Posted on Wed 27 May 2015 in blog

Receiver Operating Characteristic curve is a great tool to visually illustrate the performance of a binary classifier. It plots the true positive rate (TPR) or the sensitivity against the false positive rate (FPR) or 1 - specificity. Usually, the algorithm gives you a probability (e.g. simple logistic regresssion), so for classification you need to choose a cutoff point. The FPR-TPR pairs for different values of the cutoff gives you the ROC curve. Non-informative algorithms lie on the 45-degree line, as they classify the same fraction of positives and negatives as positives, that is $TPR = TP/P = FP/N = FPR$.

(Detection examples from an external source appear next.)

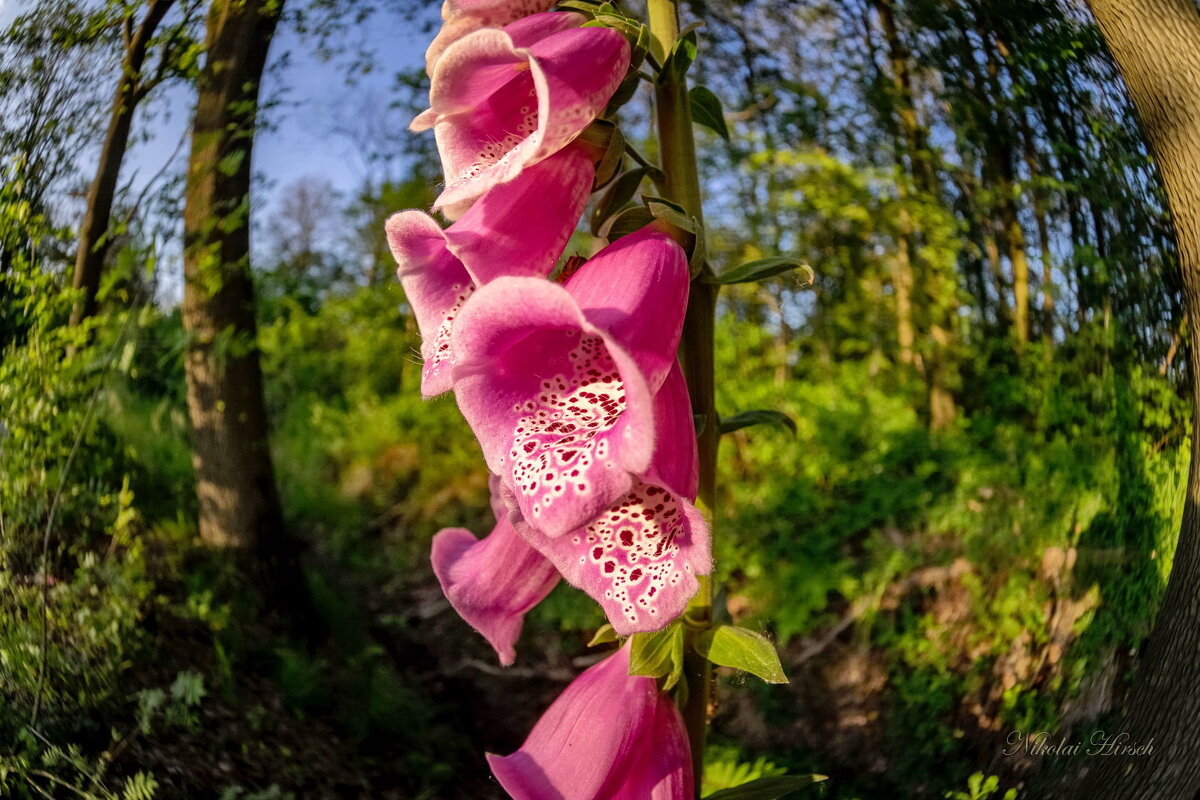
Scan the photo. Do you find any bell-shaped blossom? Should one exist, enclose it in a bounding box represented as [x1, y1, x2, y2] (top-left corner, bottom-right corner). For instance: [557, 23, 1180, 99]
[487, 644, 695, 800]
[425, 0, 554, 74]
[386, 148, 595, 397]
[505, 366, 713, 636]
[450, 229, 688, 537]
[412, 12, 629, 219]
[432, 481, 558, 667]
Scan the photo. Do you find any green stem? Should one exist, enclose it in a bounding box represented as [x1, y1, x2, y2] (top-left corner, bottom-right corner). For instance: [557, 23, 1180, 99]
[647, 0, 718, 796]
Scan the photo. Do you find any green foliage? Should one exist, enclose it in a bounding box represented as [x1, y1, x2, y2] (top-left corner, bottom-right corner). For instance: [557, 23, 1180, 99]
[946, 772, 1018, 800]
[629, 622, 684, 690]
[701, 745, 787, 798]
[696, 625, 787, 684]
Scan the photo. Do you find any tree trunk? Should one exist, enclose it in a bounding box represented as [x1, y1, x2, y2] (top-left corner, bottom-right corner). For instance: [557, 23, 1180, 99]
[872, 0, 956, 431]
[71, 0, 174, 325]
[184, 0, 289, 575]
[1075, 0, 1200, 800]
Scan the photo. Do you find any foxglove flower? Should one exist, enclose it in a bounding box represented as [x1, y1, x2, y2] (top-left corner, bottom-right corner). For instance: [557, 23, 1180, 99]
[425, 0, 554, 74]
[386, 148, 595, 397]
[432, 480, 558, 667]
[450, 229, 689, 537]
[487, 645, 694, 800]
[412, 12, 629, 219]
[506, 365, 713, 636]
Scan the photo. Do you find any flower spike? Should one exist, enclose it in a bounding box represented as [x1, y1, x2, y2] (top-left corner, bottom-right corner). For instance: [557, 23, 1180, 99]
[451, 230, 688, 537]
[386, 148, 595, 397]
[412, 12, 629, 219]
[487, 644, 694, 800]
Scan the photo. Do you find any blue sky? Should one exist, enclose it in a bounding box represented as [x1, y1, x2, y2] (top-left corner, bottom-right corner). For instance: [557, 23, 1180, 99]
[126, 0, 439, 203]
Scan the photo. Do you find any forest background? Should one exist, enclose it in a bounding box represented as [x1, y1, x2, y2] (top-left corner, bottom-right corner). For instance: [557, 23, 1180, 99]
[0, 0, 1190, 800]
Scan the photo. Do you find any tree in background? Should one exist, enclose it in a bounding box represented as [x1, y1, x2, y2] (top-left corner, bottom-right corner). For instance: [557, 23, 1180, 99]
[71, 0, 200, 325]
[184, 0, 295, 592]
[1073, 0, 1200, 800]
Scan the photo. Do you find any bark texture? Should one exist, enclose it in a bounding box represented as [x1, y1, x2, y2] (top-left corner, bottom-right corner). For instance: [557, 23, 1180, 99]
[1074, 0, 1200, 800]
[71, 0, 174, 325]
[184, 0, 287, 567]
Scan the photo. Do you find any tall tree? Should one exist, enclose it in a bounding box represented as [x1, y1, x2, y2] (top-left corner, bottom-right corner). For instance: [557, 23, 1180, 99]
[71, 0, 194, 325]
[184, 0, 288, 577]
[1075, 0, 1200, 800]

But what if you want to compare two algorithms which give direct classification, i.e. you have only two points in the plot? How to decide whether algorithm (2) is better than algorithm (1)?

It is clear that algorithm (2) classifies more items as positive than algorithm (1) and that this results in both more true positives (higher sensitivity) and more false positives (lower specificity). Is this higher rate of positive classification informative? What would we get if we just got labels negatively classified by algorithm (1) and classified them randomly as positive? How would we move from algorithm (1) on the graph?

The original negative-labels are both true negatives and false negatives. A random classifier would classify them as positives in the same share. Let's say we are classifying an item as positive by probability $\lambda$. Then, we are going to have $\lambda*TN$ new false positives and $\lambda*FN$ new true positives relative to algorithm (1). This results in the following measures for the ROC curve:

$$Sensitivity' = Sensitivity + \frac{\lambda*FN}{P} 1 - Specificity' = 1 - Specificity + \frac{\lambda*TN}{N}$$

Thus, the slope of the movement is just

$$\frac{\lambda*FN / P}{\lambda*TN / N} = \frac{1 - TP / P}{1 - TN / N} = \frac{1 - Sensitivity}{Specificity}$$

It depends on $\lambda$ where we end up along this line. Therefore, it seems that algorithm (2) not just randomly adds more positively-classified items but also contains some information relative to algorithm (1).

We can arrive to the same conclusion by less calculation as well. A possible random classification is to classify each item as positive ($\lambda = 1$). If we take all the negatively-labeled item and classify them "randomly" as positive, we end up having only positively classified items which leads to extreme values of specificity (0) and sensitivity (1). To connect the point with the (1, 1) point we should draw a line with slope $\frac{1 - Sensitivity}{Specificity}$.